You've literally echoed the thoughts in my head except for one thing. I can't figure the volume. I never really pay a whole lot of attention to volume on stocks in general, but it seems very thin here, especially given the news. Has the market really spoken on such low volume? Seems the market has been blind to nathans for a long time. Never been a single analyst covering.
Death and taxes will catch up with u eventually. I have no marriage to management, but I think u have to try not to go tripping over $100 bills picking up pennies when analyzing this. Management is not perfect, and has made mistakes, but they've also grown the company over 1000% in the last 10 years. I'd bet the dividend far exceeds what most here paid for the stock. I'd be surprised if we don't see a refi of the debt.
I understand your comment, and tax concern. I've been long some shares since the 90's...but it just doesn't jive that they are not looking out for shareholders. Based on Yahoo Howard Lorber owns close to a million shares, an gets paid 616k. Why would he care about saving his 616k annual job when he holds $80 million in stock. Seems it would be in his best interest to maximize shareholder value. My best guess is they got buyout interest or hint of it, and got defensive. To the best of my knowledge the dividend will be taxed like a long term capital gain.... However, if the gain is "too big", it could thrust u into a new tax bracket.

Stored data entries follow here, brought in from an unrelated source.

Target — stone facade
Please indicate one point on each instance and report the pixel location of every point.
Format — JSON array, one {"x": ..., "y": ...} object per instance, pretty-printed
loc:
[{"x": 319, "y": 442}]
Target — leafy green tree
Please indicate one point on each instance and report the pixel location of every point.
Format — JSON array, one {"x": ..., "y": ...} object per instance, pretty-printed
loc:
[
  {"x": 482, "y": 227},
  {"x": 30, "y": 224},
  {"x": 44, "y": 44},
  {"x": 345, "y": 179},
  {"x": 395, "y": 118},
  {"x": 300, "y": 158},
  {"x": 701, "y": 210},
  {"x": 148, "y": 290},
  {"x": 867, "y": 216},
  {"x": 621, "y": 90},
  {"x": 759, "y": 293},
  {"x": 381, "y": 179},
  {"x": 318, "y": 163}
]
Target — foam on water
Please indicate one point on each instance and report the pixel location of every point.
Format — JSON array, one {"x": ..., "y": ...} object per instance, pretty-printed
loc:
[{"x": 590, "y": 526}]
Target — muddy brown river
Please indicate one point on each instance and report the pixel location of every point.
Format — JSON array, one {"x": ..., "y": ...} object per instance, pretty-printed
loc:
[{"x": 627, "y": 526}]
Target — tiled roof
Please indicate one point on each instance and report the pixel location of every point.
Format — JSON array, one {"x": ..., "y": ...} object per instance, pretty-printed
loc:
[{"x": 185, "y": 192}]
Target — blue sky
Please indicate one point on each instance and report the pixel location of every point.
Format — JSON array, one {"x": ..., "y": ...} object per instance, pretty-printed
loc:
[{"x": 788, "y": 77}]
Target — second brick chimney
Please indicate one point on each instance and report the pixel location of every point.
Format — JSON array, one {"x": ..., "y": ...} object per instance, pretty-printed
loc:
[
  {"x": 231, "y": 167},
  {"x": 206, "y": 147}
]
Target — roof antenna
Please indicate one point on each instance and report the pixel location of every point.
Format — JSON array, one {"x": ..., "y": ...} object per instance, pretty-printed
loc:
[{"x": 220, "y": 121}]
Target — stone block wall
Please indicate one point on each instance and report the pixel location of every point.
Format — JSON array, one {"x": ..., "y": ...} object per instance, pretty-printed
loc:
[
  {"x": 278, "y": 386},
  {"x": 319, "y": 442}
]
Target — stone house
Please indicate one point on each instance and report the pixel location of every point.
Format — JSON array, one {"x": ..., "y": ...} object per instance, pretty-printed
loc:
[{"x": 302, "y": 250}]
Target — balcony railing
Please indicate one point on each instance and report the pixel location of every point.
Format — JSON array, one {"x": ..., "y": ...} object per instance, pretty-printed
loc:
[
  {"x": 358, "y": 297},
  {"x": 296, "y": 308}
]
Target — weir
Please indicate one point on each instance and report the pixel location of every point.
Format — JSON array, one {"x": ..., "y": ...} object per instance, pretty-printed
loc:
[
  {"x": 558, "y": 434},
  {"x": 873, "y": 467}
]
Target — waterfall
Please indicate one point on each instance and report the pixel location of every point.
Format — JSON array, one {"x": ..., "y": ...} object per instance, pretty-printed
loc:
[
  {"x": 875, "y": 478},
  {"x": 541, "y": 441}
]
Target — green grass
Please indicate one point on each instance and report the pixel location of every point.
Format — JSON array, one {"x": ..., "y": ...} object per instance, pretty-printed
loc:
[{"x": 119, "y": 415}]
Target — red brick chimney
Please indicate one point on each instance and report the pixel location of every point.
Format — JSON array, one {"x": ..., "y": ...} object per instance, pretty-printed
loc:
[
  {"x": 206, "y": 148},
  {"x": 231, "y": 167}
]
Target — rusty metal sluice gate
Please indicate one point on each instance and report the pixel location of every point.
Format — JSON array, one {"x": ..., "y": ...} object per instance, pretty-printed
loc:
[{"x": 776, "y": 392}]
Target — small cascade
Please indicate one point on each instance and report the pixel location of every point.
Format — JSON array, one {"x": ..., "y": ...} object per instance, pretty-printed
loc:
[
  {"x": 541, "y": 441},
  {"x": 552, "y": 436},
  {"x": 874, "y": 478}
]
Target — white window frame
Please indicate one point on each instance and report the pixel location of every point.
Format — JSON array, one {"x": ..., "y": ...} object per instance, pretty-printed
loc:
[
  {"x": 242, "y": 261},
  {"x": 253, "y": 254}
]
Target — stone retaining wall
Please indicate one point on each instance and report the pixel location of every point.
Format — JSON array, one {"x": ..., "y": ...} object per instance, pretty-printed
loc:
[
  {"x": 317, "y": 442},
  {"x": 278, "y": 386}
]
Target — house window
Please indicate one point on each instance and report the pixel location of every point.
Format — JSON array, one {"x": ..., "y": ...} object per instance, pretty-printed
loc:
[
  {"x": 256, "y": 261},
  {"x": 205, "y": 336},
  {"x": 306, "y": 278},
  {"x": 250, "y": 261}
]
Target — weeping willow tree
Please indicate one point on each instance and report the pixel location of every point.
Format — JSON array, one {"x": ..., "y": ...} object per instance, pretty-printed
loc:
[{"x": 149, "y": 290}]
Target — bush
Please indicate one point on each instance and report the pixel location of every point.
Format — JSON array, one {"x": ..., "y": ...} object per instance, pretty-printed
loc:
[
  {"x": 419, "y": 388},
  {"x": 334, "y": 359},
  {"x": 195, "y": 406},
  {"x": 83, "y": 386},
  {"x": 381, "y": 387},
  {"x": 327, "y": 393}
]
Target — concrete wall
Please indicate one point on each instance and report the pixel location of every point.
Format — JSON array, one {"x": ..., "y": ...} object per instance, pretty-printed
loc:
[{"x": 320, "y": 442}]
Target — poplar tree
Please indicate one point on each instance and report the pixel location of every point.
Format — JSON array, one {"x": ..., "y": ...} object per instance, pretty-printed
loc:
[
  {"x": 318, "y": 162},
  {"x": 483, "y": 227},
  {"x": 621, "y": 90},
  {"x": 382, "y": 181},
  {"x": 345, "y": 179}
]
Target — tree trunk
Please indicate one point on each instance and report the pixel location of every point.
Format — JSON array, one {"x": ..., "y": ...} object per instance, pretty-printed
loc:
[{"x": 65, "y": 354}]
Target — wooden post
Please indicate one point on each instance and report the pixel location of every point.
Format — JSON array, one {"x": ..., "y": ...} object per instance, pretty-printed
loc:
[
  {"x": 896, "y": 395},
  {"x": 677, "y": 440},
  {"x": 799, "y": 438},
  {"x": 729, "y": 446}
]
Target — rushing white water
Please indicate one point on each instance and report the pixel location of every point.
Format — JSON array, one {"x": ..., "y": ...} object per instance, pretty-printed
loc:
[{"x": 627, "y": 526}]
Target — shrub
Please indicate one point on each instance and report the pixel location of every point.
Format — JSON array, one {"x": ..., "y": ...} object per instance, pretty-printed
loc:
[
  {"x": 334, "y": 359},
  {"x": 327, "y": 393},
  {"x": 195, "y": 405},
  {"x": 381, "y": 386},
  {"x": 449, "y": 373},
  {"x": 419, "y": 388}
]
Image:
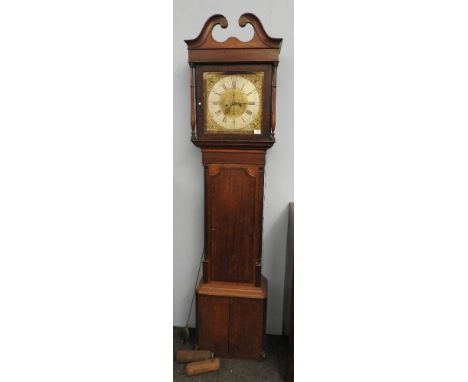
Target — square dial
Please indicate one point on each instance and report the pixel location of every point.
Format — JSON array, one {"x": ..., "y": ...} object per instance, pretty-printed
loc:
[{"x": 233, "y": 102}]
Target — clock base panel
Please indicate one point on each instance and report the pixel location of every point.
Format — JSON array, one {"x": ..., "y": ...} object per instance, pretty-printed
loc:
[{"x": 231, "y": 319}]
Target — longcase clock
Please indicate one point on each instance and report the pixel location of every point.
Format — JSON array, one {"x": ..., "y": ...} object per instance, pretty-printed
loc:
[{"x": 233, "y": 91}]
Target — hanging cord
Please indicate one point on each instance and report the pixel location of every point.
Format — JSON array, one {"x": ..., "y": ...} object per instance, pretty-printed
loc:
[{"x": 185, "y": 332}]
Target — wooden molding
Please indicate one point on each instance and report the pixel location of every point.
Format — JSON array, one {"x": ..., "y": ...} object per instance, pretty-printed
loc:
[{"x": 260, "y": 39}]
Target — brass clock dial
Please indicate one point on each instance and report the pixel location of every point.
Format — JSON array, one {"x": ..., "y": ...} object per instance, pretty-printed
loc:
[{"x": 233, "y": 102}]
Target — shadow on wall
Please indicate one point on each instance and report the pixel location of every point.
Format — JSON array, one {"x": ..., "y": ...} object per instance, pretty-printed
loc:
[{"x": 273, "y": 261}]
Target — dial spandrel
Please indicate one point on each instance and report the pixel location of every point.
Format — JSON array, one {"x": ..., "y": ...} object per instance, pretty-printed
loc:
[{"x": 233, "y": 102}]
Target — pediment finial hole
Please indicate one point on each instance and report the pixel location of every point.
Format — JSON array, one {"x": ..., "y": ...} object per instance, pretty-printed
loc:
[{"x": 244, "y": 34}]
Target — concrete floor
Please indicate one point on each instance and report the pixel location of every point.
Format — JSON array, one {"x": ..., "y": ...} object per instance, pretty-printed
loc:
[{"x": 272, "y": 369}]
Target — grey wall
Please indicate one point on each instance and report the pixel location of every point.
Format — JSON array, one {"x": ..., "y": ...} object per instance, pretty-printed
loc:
[{"x": 189, "y": 17}]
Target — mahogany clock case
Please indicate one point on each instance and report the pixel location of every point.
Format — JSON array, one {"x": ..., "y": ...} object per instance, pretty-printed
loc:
[
  {"x": 232, "y": 296},
  {"x": 202, "y": 135}
]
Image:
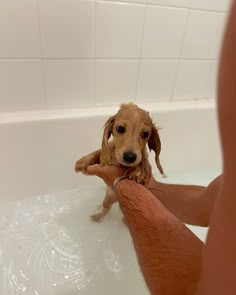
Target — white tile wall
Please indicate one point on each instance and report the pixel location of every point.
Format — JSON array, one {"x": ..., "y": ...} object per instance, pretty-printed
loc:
[
  {"x": 119, "y": 30},
  {"x": 175, "y": 3},
  {"x": 75, "y": 53},
  {"x": 203, "y": 35},
  {"x": 163, "y": 32},
  {"x": 156, "y": 80},
  {"x": 69, "y": 83},
  {"x": 214, "y": 5},
  {"x": 67, "y": 28},
  {"x": 21, "y": 85},
  {"x": 19, "y": 29},
  {"x": 192, "y": 80},
  {"x": 115, "y": 81}
]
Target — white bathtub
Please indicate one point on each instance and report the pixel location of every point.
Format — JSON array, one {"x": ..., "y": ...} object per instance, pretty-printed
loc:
[{"x": 47, "y": 243}]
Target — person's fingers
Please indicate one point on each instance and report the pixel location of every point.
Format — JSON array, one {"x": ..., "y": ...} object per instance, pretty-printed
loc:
[{"x": 95, "y": 169}]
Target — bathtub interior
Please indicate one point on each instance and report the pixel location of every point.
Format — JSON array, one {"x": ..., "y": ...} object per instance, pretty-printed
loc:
[{"x": 48, "y": 245}]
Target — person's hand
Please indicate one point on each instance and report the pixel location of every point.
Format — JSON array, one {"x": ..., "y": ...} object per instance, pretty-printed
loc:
[{"x": 108, "y": 173}]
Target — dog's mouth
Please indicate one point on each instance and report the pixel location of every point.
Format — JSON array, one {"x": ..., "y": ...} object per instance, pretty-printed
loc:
[{"x": 128, "y": 159}]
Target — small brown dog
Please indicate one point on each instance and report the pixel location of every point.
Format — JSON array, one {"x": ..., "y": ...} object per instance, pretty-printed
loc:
[{"x": 132, "y": 128}]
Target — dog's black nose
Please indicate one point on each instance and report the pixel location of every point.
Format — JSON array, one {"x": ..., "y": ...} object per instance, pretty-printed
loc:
[{"x": 129, "y": 157}]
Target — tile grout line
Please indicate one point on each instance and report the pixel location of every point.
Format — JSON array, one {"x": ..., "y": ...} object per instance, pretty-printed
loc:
[
  {"x": 179, "y": 58},
  {"x": 163, "y": 5},
  {"x": 140, "y": 53},
  {"x": 112, "y": 58},
  {"x": 42, "y": 59},
  {"x": 94, "y": 54}
]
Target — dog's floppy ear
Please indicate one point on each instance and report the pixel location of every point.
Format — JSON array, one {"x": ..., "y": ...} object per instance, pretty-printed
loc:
[
  {"x": 154, "y": 144},
  {"x": 105, "y": 155}
]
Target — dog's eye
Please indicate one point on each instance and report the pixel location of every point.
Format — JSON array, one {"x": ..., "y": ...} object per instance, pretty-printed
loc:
[
  {"x": 145, "y": 134},
  {"x": 120, "y": 129}
]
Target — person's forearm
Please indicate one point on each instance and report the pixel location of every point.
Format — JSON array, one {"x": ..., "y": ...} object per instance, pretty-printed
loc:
[
  {"x": 192, "y": 204},
  {"x": 168, "y": 252}
]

Also, interesting to note are the major holders. Board member Howard Lorber holds close to a million shares. I don' t think he would want to shoot himself in the foot. It seems Mario Gabelli 's funds also hold as many shares as they can .

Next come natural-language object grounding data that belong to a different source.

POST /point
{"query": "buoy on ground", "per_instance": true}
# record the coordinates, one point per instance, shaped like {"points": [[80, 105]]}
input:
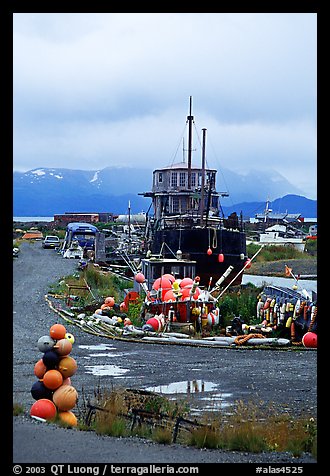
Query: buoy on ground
{"points": [[65, 397], [39, 390], [63, 347], [45, 343], [52, 379], [67, 366], [70, 337], [57, 331], [40, 369], [51, 359], [43, 408], [68, 417], [310, 340], [154, 323]]}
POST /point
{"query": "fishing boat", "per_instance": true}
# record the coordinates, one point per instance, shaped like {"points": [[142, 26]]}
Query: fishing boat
{"points": [[188, 222]]}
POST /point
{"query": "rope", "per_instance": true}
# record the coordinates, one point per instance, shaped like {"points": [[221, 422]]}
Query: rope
{"points": [[239, 340]]}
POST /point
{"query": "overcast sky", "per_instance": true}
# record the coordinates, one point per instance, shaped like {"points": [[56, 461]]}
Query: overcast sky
{"points": [[93, 90]]}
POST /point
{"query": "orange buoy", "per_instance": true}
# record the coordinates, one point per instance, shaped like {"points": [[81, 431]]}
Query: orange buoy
{"points": [[67, 366], [43, 408], [65, 397], [247, 263], [310, 340], [63, 346], [68, 417], [109, 301], [221, 258], [57, 331], [139, 278], [154, 323], [40, 369], [163, 283], [52, 379], [186, 282]]}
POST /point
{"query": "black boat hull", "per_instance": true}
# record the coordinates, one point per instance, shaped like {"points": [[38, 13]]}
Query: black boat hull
{"points": [[195, 243]]}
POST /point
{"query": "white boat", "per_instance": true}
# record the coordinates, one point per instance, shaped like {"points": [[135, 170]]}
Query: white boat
{"points": [[280, 235]]}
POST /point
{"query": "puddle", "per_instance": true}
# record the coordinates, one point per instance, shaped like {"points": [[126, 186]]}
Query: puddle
{"points": [[97, 347], [192, 386], [106, 369]]}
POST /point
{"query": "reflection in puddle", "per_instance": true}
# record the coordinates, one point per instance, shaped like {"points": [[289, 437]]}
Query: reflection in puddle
{"points": [[192, 386], [97, 347], [106, 369]]}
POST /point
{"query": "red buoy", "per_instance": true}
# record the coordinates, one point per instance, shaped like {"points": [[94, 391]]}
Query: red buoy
{"points": [[310, 340], [43, 408]]}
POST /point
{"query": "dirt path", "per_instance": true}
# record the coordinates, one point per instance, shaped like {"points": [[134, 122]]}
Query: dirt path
{"points": [[284, 377]]}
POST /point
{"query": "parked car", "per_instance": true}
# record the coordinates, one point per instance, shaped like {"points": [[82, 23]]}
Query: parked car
{"points": [[51, 242]]}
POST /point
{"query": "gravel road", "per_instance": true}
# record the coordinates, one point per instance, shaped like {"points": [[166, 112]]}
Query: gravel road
{"points": [[215, 377]]}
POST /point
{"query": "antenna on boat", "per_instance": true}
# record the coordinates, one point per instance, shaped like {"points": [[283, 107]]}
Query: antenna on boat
{"points": [[203, 177], [190, 119]]}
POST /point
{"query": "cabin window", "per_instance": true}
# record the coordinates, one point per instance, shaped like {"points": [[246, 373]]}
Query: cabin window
{"points": [[175, 205], [174, 179], [182, 179]]}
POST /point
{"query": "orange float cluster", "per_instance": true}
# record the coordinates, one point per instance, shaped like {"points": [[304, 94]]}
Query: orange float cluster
{"points": [[53, 391]]}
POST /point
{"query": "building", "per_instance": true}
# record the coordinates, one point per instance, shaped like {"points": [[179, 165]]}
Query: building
{"points": [[86, 217]]}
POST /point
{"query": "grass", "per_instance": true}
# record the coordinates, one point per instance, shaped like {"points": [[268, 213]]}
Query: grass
{"points": [[248, 428], [276, 253]]}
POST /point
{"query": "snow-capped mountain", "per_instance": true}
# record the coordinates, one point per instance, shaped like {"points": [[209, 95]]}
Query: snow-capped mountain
{"points": [[47, 191]]}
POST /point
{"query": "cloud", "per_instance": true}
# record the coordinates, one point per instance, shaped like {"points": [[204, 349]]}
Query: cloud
{"points": [[96, 89]]}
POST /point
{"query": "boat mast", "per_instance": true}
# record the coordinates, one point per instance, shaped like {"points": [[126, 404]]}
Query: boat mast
{"points": [[190, 119], [203, 177]]}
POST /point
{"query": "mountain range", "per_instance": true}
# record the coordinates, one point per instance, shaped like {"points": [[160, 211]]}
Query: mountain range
{"points": [[49, 191]]}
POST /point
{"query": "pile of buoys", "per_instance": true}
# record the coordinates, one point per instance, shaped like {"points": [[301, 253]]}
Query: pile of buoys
{"points": [[53, 391]]}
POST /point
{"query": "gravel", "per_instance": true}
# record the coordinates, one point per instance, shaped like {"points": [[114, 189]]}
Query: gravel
{"points": [[285, 379]]}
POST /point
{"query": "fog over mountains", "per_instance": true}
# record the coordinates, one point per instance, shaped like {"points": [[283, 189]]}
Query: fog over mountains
{"points": [[48, 191]]}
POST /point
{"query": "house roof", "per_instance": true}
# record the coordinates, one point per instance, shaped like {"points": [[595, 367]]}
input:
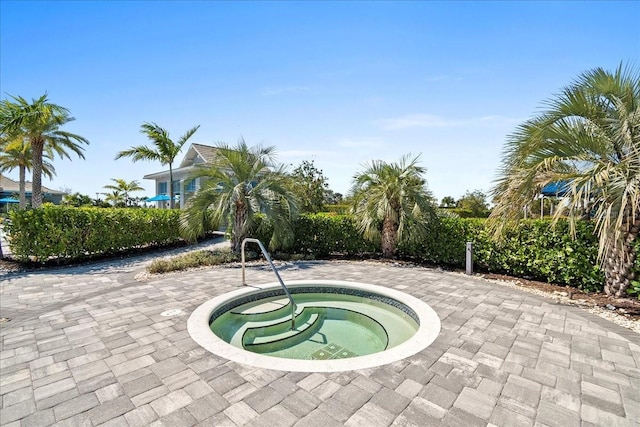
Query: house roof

I'm trying to put myself in the board's shoes. In all likelyhood next quarter eps would be about the same as the last. That would put eps at or above $2.70. A p/e of 40 is conservative based on most other takeovers I've seen of late. That would put the price at $108. Add $9 - $10 in cash per share sitting on the balance sheet, and you're pushing $120 per share. How are u going to negotiate this when the market price is so low/undervalued?
I thought the steel partners exchange was weird when I read about it too, but never really understood it fully, and I'm not sure if it's relevant, or just a coincidence in timing. Re, the poison pill, I'm not sure u can just amend a poison pill that quickly, can u? Just seems more realistic that there was a private equity firm knocking at the door, and as a result urgent action was taken to prevent a buyout at what the board considered an unfair/undervalued price. I think they will refinance the debt sooner than later.

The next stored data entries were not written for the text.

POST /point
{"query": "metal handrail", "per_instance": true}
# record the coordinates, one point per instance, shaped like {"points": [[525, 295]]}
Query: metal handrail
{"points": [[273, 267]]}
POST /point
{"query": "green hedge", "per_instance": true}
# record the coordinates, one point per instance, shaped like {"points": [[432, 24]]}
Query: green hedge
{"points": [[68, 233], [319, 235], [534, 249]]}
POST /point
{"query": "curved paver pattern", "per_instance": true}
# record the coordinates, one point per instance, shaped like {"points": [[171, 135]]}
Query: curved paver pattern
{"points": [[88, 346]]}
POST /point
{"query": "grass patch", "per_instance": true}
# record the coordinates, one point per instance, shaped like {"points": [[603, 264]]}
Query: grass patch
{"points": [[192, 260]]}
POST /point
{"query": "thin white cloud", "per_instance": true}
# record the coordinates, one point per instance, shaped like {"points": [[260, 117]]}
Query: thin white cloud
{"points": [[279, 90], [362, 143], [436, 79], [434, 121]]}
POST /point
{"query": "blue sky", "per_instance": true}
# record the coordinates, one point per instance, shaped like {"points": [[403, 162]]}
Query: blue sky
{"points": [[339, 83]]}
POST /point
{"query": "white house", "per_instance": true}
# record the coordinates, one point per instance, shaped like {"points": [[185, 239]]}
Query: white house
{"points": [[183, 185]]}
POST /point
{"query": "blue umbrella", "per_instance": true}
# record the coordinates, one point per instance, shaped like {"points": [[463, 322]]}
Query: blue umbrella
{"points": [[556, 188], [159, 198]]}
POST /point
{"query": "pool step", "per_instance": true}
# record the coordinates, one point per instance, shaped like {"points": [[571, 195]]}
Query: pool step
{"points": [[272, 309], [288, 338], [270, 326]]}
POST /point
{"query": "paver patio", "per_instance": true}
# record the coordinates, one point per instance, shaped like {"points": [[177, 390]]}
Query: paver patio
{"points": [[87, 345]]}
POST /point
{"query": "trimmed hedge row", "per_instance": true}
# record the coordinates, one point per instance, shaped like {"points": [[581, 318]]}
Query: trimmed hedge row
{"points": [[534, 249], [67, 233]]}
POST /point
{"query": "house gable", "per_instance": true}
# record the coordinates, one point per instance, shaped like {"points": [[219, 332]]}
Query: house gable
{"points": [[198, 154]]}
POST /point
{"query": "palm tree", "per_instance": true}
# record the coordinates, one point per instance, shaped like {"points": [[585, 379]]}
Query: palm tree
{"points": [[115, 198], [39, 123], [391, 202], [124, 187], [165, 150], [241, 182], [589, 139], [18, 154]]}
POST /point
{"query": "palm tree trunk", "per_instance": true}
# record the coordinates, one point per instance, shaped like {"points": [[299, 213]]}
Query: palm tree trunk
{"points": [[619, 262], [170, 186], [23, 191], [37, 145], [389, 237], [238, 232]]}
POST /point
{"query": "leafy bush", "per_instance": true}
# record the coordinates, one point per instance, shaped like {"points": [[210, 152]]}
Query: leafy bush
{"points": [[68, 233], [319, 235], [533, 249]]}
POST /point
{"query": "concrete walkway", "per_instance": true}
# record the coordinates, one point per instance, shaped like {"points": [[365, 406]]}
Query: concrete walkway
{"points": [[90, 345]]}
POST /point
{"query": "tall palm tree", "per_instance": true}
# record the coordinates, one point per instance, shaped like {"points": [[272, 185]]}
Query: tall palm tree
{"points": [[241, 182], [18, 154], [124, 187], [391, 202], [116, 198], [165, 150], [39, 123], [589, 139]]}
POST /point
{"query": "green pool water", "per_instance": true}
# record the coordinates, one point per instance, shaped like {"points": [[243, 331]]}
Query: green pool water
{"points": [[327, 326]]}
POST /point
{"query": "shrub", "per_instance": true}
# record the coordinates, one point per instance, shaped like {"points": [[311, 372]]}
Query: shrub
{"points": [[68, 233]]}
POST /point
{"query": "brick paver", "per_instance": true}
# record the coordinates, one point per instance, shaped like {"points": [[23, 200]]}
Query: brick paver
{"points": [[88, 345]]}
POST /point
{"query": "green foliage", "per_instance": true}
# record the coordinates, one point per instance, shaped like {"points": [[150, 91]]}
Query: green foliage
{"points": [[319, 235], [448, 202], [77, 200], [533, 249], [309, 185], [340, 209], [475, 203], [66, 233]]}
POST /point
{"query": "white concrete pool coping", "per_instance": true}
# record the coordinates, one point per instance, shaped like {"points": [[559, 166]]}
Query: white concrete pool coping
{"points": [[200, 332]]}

Thinking about this a little more, and it could also be a defensive measure by the board. Maybe someone knocked on their door and offered $110 per share. If you back out the cash, and factor in next quarters expected eps, that would put the p/e in the mid 30's. The current poison pill price is $100. They may have issued the debt in a panic to prevent a takeover figuring they could easily refinance with a bank at a much lower rate later given a reasonable amount of time. After a big dividend the $100 poison pill will be more potent.